Wer sich richtig auf den Ski- oder Schlitteltag vorbereitet, kann Verletzungen vorbeugen. USZ-Experte Thomas Rauer erklärt ausserdem, warum ein Kreuzbandriss nicht in jedem Fall operiert werden muss.
Bisher verunfallen weniger Sportlerinnen und Sportler auf der Piste als in anderen Wintern. Grund sind geschlossene Skigebiete sowie weniger Skigäste aufgrund der Corona-Pandemie. Doch auch abseits davon – auf Schlittelpisten, Skitour-Routen und Schneeschuhwanderungen – können sich Schneebegeisterte verletzen. Häufig trifft es die Knie. Das Kniegelenk steht in der Rangliste der Gelenkverletzungen an der Spitze. 85 von 100’000 Patientinnen und Patienten kommen mit einer Verletzung des vorderen Kreuzbandes ins Spital. Damit ist sie eine der häufigsten Bandverletzungen.

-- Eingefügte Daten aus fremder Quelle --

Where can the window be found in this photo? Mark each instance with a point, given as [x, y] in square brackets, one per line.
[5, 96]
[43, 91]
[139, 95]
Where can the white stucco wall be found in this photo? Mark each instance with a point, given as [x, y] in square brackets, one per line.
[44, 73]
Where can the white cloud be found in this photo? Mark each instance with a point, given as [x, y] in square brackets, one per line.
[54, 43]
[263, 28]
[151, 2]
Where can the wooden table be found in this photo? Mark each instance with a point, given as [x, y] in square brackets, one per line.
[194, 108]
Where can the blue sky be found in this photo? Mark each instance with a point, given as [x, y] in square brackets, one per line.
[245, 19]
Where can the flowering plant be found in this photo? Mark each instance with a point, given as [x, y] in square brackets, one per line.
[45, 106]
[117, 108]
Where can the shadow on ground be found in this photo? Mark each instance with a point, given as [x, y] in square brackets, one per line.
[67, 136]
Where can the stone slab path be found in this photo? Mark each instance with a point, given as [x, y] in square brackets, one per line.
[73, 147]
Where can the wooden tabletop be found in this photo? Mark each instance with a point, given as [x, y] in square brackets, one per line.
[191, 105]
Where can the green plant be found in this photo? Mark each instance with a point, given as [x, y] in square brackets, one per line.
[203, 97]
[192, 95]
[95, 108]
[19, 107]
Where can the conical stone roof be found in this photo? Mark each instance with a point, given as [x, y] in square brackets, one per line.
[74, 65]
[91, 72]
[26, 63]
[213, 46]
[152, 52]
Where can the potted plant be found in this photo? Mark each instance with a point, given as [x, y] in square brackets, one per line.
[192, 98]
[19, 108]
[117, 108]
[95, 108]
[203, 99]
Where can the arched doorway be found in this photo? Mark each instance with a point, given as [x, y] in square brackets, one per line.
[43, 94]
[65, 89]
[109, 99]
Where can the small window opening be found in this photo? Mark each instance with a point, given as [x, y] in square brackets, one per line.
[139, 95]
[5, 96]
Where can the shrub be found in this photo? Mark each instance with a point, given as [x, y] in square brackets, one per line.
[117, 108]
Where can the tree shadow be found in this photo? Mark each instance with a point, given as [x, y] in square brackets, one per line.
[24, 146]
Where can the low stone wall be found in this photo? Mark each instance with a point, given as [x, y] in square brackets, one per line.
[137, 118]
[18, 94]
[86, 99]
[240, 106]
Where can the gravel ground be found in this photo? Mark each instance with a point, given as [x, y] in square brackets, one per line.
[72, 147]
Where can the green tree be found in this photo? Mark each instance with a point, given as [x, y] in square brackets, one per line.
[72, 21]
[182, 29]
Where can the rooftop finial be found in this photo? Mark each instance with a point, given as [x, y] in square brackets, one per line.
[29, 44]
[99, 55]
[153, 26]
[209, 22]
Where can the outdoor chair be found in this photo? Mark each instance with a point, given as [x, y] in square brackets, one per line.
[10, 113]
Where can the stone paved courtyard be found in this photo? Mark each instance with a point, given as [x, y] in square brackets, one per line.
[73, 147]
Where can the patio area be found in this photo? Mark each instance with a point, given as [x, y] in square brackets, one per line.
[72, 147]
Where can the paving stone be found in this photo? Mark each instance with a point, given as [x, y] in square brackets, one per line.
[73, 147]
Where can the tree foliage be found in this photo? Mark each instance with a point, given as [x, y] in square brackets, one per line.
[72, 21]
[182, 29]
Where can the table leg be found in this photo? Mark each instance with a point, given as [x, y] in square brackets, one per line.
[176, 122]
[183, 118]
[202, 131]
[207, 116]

Es braucht nicht viel, damit das Kreuzband reisst: Einen fixierten Fuss, etwa in einem Ski- oder Schneeschuh, eine schnelle Rotation des Oberkörpers gegen die Achse des Beins – und schon droht das Knie zu überdrehen. Kann die Muskulatur nicht dagegenhalten, reisst das Gewebe, welches das Gelenk stabilisieren sollte: meist das vordere Kreuzband. Solche schmerzhaften Verletzungen liessen sich zu einem grossen Teil vermeiden, sagt Thomas Rauer, Oberarzt an der Klinik für Traumatologie am Universitätsspital Zürich: «Man sollte gezielte Kraft- und Koordinationseinheiten für die Kniegelenksmuskulatur in sein Training integrieren. Am besten schon in den Monaten vor einem Wintersporttag. Das reduziert das Risiko für eine Verletzung des vorderen Kreuzbandes um bis zu 50 Prozent.» Auf dem Videoportal der Physiotherapie-Ergotherapie des Universitätsspitals Zürich finden Wintersportlerinnen und Wintersportler entsprechende Übungen.
Operieren oder nicht?
Doch was erwartet jene, bei denen das Kreuzband trotzdem reisst? Viele Patientinnen und Patienten gehen davon aus, dass eine Operation dann unumgänglich ist. Das stimme nicht, sagt Rauer: «Ob eine Verletzung des vorderen Kreuzbandes operiert werden muss, kommt ganz auf den Patienten an.» Genauer: auf seine sportlichen Ambitionen, seine beruflichen Anforderungen und mögliche Begleitverletzungen des Knies.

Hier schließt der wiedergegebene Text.